The unique perspective, what’s seems like a “new” problem is often an already solved problem from decades ago, just the wealth of knowledge … and again, this surprising still applies even if the individual is junior in their experience.
What’s best is the work ethic & respect. It’s sad but true, that individual knows you could have easily hired a 20 year old kid but didn’t. And the thanks, trust and respect you immediately gain with them often translates into them becoming a dedicate individual who goes above and beyond in their job.
So just saying, please actively give these folks their fair shot and not just hire the new kid straight out of college.
I'm a 73-year-old Canadian programmer with no formal education in computing.
After completing a PhD in pure Mathematics, I started working the next day writing scheduling algorithms in Fortran on an IBM 4341 (my supervisor played poker with the company President, so that helped).
Although I picked up Fortran quickly, I had to study scheduling algorithms because my specialty was mathematical logic.
Then I became a university Statistical consultant, but I knew nothing about that either (my boss wanted to learn logic).
Five years later, when Prolog became a popular AI language, I quit my job and began writing expert systems as an independent.

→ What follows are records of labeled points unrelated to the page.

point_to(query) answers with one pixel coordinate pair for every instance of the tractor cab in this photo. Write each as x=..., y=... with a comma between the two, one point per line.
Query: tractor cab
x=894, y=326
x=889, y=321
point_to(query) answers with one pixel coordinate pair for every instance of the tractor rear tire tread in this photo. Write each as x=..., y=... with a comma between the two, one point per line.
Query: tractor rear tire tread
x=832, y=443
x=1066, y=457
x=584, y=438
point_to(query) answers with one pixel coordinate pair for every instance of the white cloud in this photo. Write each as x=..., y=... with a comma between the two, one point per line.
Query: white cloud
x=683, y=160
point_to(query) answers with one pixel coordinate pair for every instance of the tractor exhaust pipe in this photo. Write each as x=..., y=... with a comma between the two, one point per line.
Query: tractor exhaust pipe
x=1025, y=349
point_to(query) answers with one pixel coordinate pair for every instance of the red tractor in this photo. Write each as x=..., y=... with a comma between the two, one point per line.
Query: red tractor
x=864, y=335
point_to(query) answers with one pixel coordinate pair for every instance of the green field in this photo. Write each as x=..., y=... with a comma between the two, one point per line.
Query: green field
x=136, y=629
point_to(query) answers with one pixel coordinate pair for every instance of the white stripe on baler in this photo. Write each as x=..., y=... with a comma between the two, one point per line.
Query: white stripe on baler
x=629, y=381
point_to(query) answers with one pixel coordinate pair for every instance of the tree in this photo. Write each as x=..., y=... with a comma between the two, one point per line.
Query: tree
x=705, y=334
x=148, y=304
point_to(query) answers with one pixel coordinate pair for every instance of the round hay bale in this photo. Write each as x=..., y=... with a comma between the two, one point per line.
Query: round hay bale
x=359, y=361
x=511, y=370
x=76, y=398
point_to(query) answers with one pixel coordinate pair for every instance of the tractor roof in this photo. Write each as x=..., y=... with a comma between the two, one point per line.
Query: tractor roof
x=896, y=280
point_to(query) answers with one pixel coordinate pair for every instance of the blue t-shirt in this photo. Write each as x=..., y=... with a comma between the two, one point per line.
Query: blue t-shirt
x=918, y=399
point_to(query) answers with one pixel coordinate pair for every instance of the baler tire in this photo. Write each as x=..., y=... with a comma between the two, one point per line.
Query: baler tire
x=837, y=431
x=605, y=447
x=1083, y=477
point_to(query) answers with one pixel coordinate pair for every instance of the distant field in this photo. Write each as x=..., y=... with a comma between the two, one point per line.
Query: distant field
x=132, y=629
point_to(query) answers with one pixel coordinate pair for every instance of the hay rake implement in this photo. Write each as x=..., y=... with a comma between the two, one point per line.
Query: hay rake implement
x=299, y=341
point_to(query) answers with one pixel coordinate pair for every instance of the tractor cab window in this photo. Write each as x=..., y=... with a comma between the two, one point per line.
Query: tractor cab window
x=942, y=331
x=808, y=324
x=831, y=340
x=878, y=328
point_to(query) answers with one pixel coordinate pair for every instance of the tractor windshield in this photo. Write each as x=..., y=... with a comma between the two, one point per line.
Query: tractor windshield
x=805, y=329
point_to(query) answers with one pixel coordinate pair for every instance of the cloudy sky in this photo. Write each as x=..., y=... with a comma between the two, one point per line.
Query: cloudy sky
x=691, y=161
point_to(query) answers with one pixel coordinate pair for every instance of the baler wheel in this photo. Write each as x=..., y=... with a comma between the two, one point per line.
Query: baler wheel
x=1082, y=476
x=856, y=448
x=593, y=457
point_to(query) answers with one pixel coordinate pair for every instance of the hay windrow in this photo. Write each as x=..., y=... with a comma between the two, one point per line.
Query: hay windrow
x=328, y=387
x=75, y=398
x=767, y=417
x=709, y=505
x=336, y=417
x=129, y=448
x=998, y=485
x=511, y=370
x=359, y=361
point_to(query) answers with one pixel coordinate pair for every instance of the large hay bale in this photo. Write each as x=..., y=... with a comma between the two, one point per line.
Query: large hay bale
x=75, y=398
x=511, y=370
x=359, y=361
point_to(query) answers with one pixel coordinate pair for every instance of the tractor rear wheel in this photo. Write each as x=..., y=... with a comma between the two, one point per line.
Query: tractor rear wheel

Prolog (PROgramming in LOGic) is based on the first-order predicate calculus, so my formal training was exactly what I needed to understand logic programming.
After that I branched into databases, which I'm still doing as an independent.
So, I didn't need to know anything about computing to become a programmer.
But my domain knowledge (math) gave me a powerful tool to solve some computing problems.
Late 50s veteran here. The 4341 was my first machine (running DOS/VSE) back in 1990.
Those were fun days! (Weren't they all. The 4341 was soon replaced by client/server setups, which then fell to J2EE, which then fell to distributed setups like k8s....)
My father worked into his 80s and I saw firsthand how once he hit 60 years old how much harder it was for him to land a new job. As such, I’ve always gone out of my way to ensure such folks get a fair shot in my ~25 years of being a people manager.
And every time I’ve hired someone 60+, even if they are new/junior for the role - it’s worked out in spades.
The unique perspective, what’s seems like a “new” problem is often an already solved problem from decades ago, just the wealth of knowledge … and again, this surprising still applies even if the individual is junior in their experience.
What’s best is the work ethic & respect. It’s sad but true, that individual knows you could have easily hired a 20 year old kid but didn’t. And the thanks, trust and respect you immediately gain with them often translates into them becoming a dedicate individual who goes above and beyond in their job.
So just saying, please actively give these folks their fair shot and not just hire the new kid straight out of college.
And that 61 year old might be you some day.